Im Mittelpunkt, ganz weiß: Colin Tennant, der die Insel vor 50 Jahren gekauft hat. Daneben trohnt Prinzessin Margarete. Bild: Getty

Fünfzig Jahre Tourismus auf Mustique: Die kleine Insel mit nur sechs Quadratkilometer gilt als exklusivstes Refugium der Karibik. Was ist ihr Geheimnis?

          10 Min.

          Das Boot des Fischers hatte die Größe eines Ruderkahns, es sah nicht wie etwas aus, das aufs offene Meer gehört, es sah aus, als hätte es seine besten Tage schon hinter sich, aber der verölte Motor sprang gleich beim ersten Mal an und ging nicht wieder aus, und so verließen wir, als alle anderen noch schliefen, die Britannia Bay. Die Sonne war gerade erst aufgegangen und schickte ein paar Strahlen durch die zu Phantasiegebirgen aufgetürmten Wolken, die sich diese Einmischung verbaten und die Sonne umgehend wieder verschwinden ließen. Es war trotzdem warm, ein leichter Wind wehte über die Berge leerer Muschelschalen, die die Fischer im Hafen zu einer Mole aufgetürmt hatten und die im Licht und in der Hitze und der salzigen Luft ihre rosa Farbe verloren und kalkweiß wurden. Der Fischer schaute schweigsam unter seiner blauen Baseballkappe hervor, klemmte sich die Pinne unter den rechten Arm und befestigte einen Köderfisch am Angelhaken. Ein quergelegtes Brett, dessen Ende auf einem Benzinreservekanister ruhte, diente als Sitzbank.

          Niklas Maak

          Redakteur im Feuilleton.

          Hinter uns lag Mustique: nicht einmal sechs Quadratkilometer groß, 13 Strände, etwas mehr als 100 Villen, ein Fischerdorf. Wir überholten ein paar andere Fischer, die in noch winzigeren Booten in der Dünung trieben, und die Bucht wurde, als das Boot sich in die Wellen vorkämpfte, kleiner, man konnte jetzt nur noch die hellen Umrisse von Basils Bar erkennen.

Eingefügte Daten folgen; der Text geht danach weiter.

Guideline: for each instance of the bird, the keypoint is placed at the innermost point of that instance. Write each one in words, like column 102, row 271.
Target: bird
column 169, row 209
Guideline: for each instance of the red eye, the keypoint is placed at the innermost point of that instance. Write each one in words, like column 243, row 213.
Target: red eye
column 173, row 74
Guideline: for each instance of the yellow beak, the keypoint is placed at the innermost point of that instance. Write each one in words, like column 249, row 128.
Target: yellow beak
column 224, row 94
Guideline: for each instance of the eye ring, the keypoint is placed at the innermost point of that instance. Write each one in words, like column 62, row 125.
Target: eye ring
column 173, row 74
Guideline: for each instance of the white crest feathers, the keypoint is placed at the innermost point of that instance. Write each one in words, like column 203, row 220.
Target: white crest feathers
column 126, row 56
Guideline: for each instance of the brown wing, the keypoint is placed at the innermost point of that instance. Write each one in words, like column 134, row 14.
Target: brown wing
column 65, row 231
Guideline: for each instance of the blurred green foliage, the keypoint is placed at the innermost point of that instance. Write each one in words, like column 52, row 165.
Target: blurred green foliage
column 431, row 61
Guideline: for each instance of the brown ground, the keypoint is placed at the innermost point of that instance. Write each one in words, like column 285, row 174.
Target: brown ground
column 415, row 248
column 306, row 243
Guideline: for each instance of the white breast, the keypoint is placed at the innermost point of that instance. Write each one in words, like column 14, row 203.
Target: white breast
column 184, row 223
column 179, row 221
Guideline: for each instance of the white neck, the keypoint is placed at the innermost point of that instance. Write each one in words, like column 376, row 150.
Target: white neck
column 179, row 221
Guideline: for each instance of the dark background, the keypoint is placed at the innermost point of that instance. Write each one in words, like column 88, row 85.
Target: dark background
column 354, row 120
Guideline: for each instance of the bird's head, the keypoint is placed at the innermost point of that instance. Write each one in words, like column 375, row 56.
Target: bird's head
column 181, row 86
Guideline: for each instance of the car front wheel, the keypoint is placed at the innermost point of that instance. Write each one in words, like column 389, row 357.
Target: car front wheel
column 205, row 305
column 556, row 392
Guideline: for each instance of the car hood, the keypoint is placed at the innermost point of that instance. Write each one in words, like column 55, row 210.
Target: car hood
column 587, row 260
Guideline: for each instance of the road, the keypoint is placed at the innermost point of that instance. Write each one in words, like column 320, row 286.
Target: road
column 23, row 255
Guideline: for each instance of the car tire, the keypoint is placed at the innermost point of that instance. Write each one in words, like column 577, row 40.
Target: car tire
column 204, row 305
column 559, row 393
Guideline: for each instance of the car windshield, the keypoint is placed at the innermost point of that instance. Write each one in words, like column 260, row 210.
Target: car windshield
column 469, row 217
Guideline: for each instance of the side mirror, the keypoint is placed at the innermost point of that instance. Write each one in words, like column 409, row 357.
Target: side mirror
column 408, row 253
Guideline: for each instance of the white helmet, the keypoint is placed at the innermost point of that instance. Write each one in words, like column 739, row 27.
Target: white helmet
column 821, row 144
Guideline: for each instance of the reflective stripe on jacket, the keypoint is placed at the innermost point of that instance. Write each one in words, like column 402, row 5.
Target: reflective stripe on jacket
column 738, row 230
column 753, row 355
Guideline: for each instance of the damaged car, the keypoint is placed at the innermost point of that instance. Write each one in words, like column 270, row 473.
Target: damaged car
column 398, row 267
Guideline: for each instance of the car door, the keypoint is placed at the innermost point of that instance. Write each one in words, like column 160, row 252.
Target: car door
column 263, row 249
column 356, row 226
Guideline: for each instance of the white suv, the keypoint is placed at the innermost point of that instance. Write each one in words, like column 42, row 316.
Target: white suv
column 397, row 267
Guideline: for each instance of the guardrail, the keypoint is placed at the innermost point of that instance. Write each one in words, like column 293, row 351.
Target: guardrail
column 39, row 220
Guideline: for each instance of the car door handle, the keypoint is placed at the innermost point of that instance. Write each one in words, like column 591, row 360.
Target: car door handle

          Mustique gehört zu St. Vincent und den Grenadinen
          Mustique gehört zu St. Vincent und den Grenadinen : Bild: MC

          Der Fischer mochte Basil, aber jeder auf der Insel mochte Basil, außer vielleicht Colin Tennant in dem Moment, als Basil über den Tresen gesprungen war und ihm einen Schlag unters Kinn versetzt hatte, weil Tennant ihm vorher ein Glas Wasser über den Kopf gekippt hatte – aber das war im Jahr 1976 gewesen, und ein paar Tage später waren sie schon wieder Freunde. Jeder, der nach Mustique kommt, bekommt die Geschichte von Colin Tennant und Basil Charles erzählt, ohne die beiden gäbe es die Insel nicht, jedenfalls nicht in dieser Form. Der 1926 geborene Colin Tennant hatte Mustique 1958 für 45 000 britische Pfund gekauft und war trotzdem von seinen Freunden für wahnsinnig erklärt worden, weil er aus ihrer Sicht für die damals auch nicht geringe Kaufsumme nicht viel mehr als ein paar verlassene Baumwollplantagen, eine Fischersiedlung und zahllose Mücken erstanden hatte, die der Insel ihren Namen gaben; niemand konnte damals ahnen, dass sich ein paar Buchten weiter die stillsten, wildesten, schönsten Strände der gesamten Karibik versteckten – und dass nur gut ein Jahrzehnt später Adlige, Superreiche und Rockstars hier mit ihren Propellermaschinen landen und von Mustique so ehrfürchtig sprechen würden, als schreibe man die Insel „Mystique“, mit Ypsilon.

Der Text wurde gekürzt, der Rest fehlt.